There are still a number of real challenges: For the philologically-inclined Talmudist, there is the sense that the Bavli does not read like an open book (even after looking at commentaries and translations). There are manuscripts to be consulted, linguistic analyses to be performed, and textual layers to be peeled away from earlier sources before one can even approach the truth(s) of the text. This partially explains the paternalism endemic to the relationship between Talmudists and the Jewish community, and yes, that paternalism is a problem. Somehow we need to conceive of a way to break down the town and gown barrier, which will include genuine respect for the "community of learners" and the weight of tradition (rishonim, methods of learning) etc. But the dance is that we cannot avoid the fact that some of what we have to say is grounded in real "scientific" analysis and is not simply another "wort" (on the other hand, much of what we have to day is not scientific and we need to admit this). We cannot apologize for this or for the theological challenges inherent in the process. We can only ease the process.
As for those in the Jewish community who are not already engaged in some capacity in Jewish learning, I have little to say. The problem is particularly acute in the US, where the geographic distance from the rest of the world and the chronological gap between us and the ancients is enormous. It contributes to a lack of curiosity in the past (See this preface). Still with the "sexiness" of edgy Jewish learning, maybe the Talmud can also find its way.
Friday, June 26, 2009
Picking up the Pieces
After a few rice cakes and peanut butter (stay tuned for the "department of British entertaining), it was back to antiquity, and cedars at that. Michael Stone basically cataloged this tree in literature, ancient and late antique, and demonstrated the way in which its pairings with things like vines was literary and not botanical. The most entertaining moment was, of course, a Gafni one. There is a Yerushalmi passage that describes how Bar Kokhba tested incoming troops - by taking off their fingers. The rabbis disapproved and suggested that he have the soldiers try to uproot cedars from the backs of horses.
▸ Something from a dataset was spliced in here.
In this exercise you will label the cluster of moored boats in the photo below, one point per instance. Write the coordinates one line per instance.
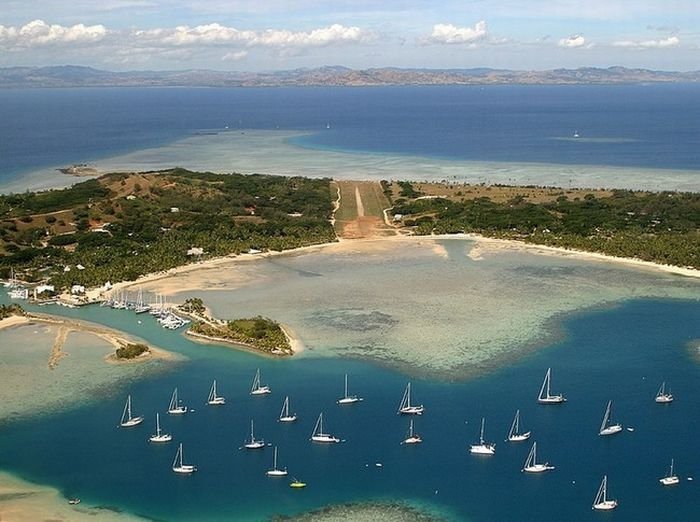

Gafni has a colleague who argued that the story must be fictive, as cedars don't grow in the land of Israel! (talk about old school historical scholarship!). In retort, Gafni replied that there are no cedars left in Israel since they were uprooted - by Bar Kokhba's soldiers.
The very calendrical Sacha Stern gave a talk about calenders, which we will have to get to later. And I had to miss Sabah Alidihisi's talk about the Mandaeans in order to catch my flight - any conference goers reading this who might want to fill in the blank?